Trapped in the Loop: Why Autonomous Agents Never Stop Working
The tech industry loves a good buzzword, but the latest shift in artificial intelligence is completely changing how developers build software. During a recent talk at Meta’s @Scale conference, Boris Cherny, the creator of Claude Code, faced an eager crowd curious about the next major wave in tech. When an audience member asked if AI loops are just another marketing trend or a true technical shift, his answer was direct. He confirmed that loops are entirely real, and they represent a massive leap forward in automated engineering.
To understand why this matters, look at how software development evolved over the last few years. Not long ago, human software engineers wrote every single line of source code by hand. Then, industry builders transitioned to a phase where intelligent models started writing code for us. Now, the industry is entering a much more complex phase. Developers build specialized agents that prompt other agents, which then write the final code. This layered architecture means systems operate on a whole new level of independence.
In practice, these automated loops allow software systems to run continuously in the background without needing a human to click a button for every single step.
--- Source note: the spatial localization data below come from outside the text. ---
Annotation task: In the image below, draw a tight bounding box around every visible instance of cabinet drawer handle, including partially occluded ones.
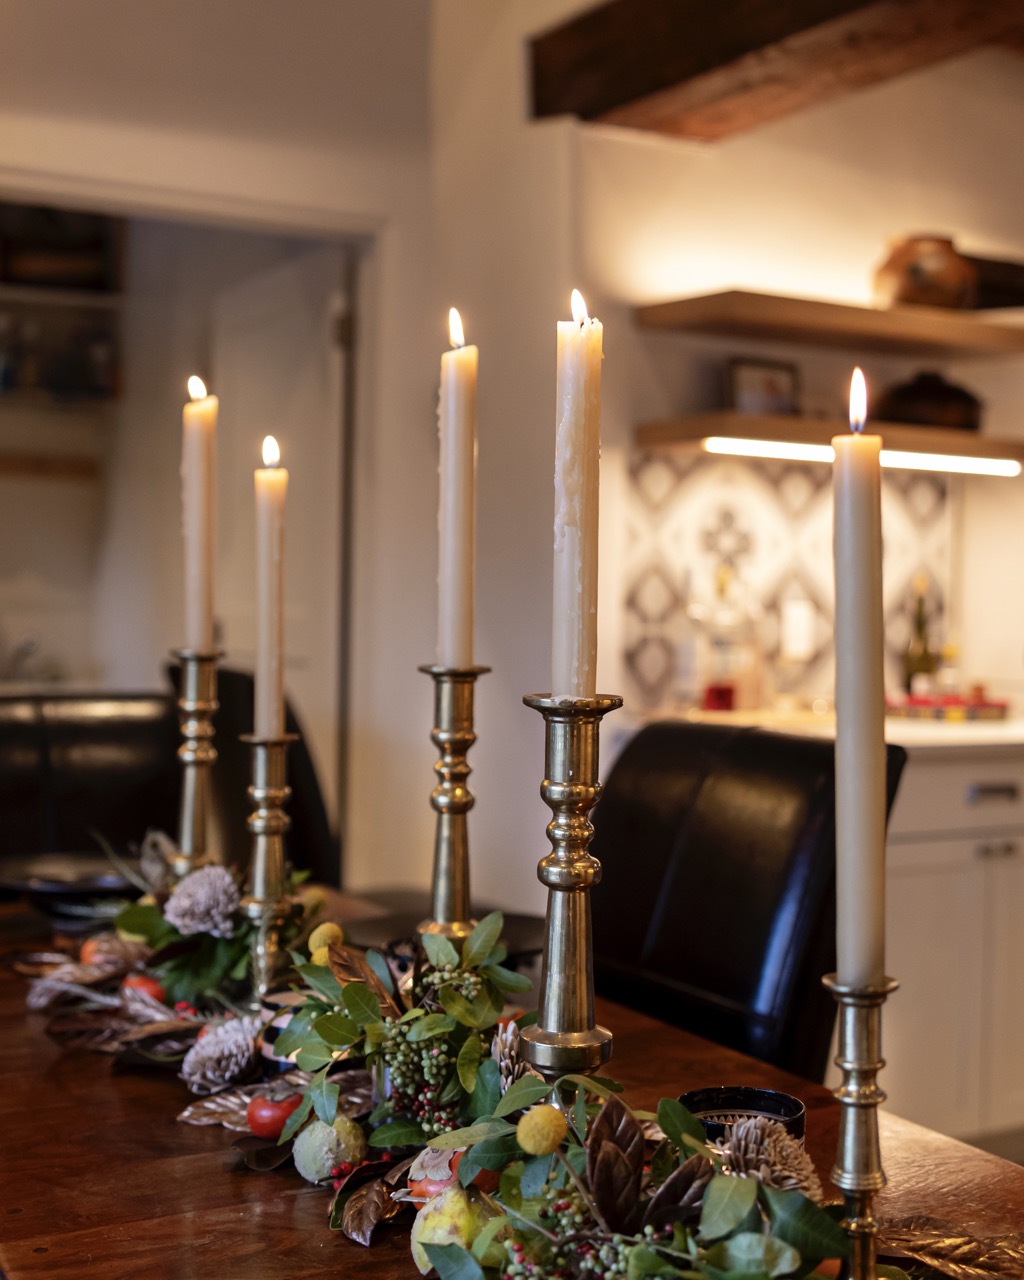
[966,782,1020,805]
[976,840,1019,859]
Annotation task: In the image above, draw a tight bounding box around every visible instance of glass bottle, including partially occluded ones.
[903,577,937,695]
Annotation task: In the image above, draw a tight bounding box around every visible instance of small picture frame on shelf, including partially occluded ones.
[728,358,801,415]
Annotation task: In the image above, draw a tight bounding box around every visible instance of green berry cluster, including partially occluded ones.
[421,962,484,1002]
[378,1017,461,1136]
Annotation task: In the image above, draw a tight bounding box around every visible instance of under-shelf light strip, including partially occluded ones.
[702,436,1022,478]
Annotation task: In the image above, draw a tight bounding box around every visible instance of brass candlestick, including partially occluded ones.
[418,664,490,940]
[823,974,899,1280]
[171,648,222,880]
[241,734,297,1004]
[520,693,622,1083]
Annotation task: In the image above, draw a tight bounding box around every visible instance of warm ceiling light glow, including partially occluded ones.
[187,375,208,400]
[703,436,834,464]
[702,435,1021,476]
[448,307,465,349]
[261,435,281,468]
[571,288,589,324]
[879,450,1021,477]
[849,366,867,432]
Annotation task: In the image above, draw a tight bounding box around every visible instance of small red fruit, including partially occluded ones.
[246,1092,304,1140]
[407,1148,500,1199]
[121,973,166,1003]
[79,937,104,964]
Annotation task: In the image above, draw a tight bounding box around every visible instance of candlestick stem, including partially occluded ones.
[241,734,297,1004]
[417,665,490,939]
[171,649,222,880]
[520,694,622,1083]
[823,973,899,1280]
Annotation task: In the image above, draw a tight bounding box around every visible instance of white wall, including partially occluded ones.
[0,0,438,891]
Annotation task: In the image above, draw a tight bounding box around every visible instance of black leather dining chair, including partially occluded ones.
[590,721,907,1083]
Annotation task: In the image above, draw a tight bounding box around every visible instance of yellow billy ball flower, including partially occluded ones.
[310,945,331,967]
[516,1104,568,1156]
[308,921,345,954]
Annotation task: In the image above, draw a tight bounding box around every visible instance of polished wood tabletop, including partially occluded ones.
[2,918,1023,1279]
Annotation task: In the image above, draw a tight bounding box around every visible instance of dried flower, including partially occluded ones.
[713,1115,823,1202]
[516,1104,567,1156]
[164,865,240,938]
[139,829,178,892]
[491,1019,532,1093]
[180,1015,261,1095]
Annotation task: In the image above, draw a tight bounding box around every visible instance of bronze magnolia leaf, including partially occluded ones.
[340,1175,405,1245]
[232,1135,296,1171]
[120,1018,198,1042]
[587,1096,646,1234]
[327,941,403,1019]
[641,1153,714,1231]
[880,1215,1024,1280]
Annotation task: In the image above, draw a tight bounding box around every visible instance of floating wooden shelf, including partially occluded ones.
[633,290,1024,359]
[0,452,100,481]
[636,411,1024,465]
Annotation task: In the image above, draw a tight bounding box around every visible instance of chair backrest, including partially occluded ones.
[590,721,907,1082]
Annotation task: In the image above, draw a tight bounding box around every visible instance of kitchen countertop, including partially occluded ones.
[613,707,1024,759]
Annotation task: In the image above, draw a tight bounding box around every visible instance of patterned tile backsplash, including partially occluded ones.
[622,449,951,711]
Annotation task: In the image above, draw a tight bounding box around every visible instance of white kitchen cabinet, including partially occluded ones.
[882,744,1024,1139]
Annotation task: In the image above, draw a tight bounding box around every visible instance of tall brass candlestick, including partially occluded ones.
[418,665,489,940]
[241,734,296,1004]
[823,974,899,1280]
[520,694,622,1083]
[171,648,222,880]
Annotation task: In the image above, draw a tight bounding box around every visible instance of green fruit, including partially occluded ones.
[409,1186,490,1275]
[292,1116,366,1184]
[332,1113,367,1165]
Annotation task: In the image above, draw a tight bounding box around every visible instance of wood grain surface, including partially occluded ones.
[2,913,1023,1278]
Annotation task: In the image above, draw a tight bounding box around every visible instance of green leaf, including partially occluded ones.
[700,1174,758,1241]
[312,1010,359,1048]
[470,1213,509,1267]
[480,963,533,994]
[407,1012,458,1042]
[657,1097,708,1153]
[572,1084,587,1141]
[439,985,503,1030]
[342,981,382,1027]
[279,1090,313,1142]
[876,1268,913,1280]
[421,932,460,969]
[470,1058,501,1119]
[367,1118,425,1148]
[295,1043,338,1071]
[558,1073,623,1098]
[461,911,503,969]
[364,949,395,995]
[399,1006,426,1023]
[458,1133,522,1177]
[703,1231,800,1278]
[428,1118,516,1150]
[483,944,508,967]
[115,901,176,947]
[626,1244,678,1280]
[761,1186,849,1264]
[520,1153,553,1198]
[295,961,345,1004]
[310,1067,340,1125]
[423,1243,486,1280]
[493,1074,551,1118]
[457,1032,482,1093]
[498,1161,523,1210]
[439,1070,466,1105]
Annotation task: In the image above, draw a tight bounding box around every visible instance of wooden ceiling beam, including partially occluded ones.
[530,0,1024,142]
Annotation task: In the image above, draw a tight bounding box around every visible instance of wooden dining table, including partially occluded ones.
[2,910,1023,1279]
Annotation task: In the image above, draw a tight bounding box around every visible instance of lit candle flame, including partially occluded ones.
[262,435,281,468]
[187,375,208,401]
[571,289,589,325]
[448,307,465,349]
[849,367,867,433]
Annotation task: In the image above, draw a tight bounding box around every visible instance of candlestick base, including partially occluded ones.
[416,664,490,940]
[823,973,899,1280]
[171,648,223,881]
[241,734,298,1005]
[520,694,621,1084]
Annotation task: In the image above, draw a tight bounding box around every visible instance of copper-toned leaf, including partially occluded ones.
[121,1018,197,1042]
[880,1214,1024,1280]
[327,941,402,1019]
[586,1095,645,1189]
[178,1088,253,1130]
[641,1152,714,1230]
[586,1095,645,1235]
[340,1175,405,1245]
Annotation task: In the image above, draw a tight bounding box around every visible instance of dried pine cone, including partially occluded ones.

For example, one internal agent might constantly audit an application to find flaws in the underlying code architecture. At the same time, a separate agent looks for ways to clean up and unify programming abstractions. These systems submit pull requests just like a human engineer would. Because software changes every second, these automated tools never stop running, creating a perpetual cycle of self-improvement.
This logic is not completely new to computer science. Traditional software development has relied on basic loops for decades to repeat actions or stop a program when it meets a specific condition. However, modern AI loops operate on a non-deterministic logic. Instead of following a rigid path, a sub-agent constantly evaluates the environment and decides when to stop based on goals rather than strict rules. This approach lets a swarm of background workers handle real-world tasks that are too messy for traditional software.
Of course, letting a system run in circles can cause issues. Engineers use specific safety techniques like the Ralph Loop to keep models from getting lost in infinite tasks. This trick forces the model to summarize its work and verify if it actually hit its goal, preventing it from running forever. Another popular strategy involves using more compute power during the testing phase. If you feed enough processing power to an agent, it can repeatedly try to solve a problem, making tiny incremental improvements until it reaches a specific threshold.
This continuous operation comes with a major catch. Running software non-stop burns through data tokens and cloud computing power at an alarming rate. It costs significantly more money than running a simple question-and-answer chatbot. While giant tech companies can easily afford the massive electric and infrastructure bills, smaller teams must carefully monitor their token spend and system drift. If you manage the costs correctly, the benefits of having an automated engineering team that builds, tests, and repairs itself around the clock will completely change how your business operates.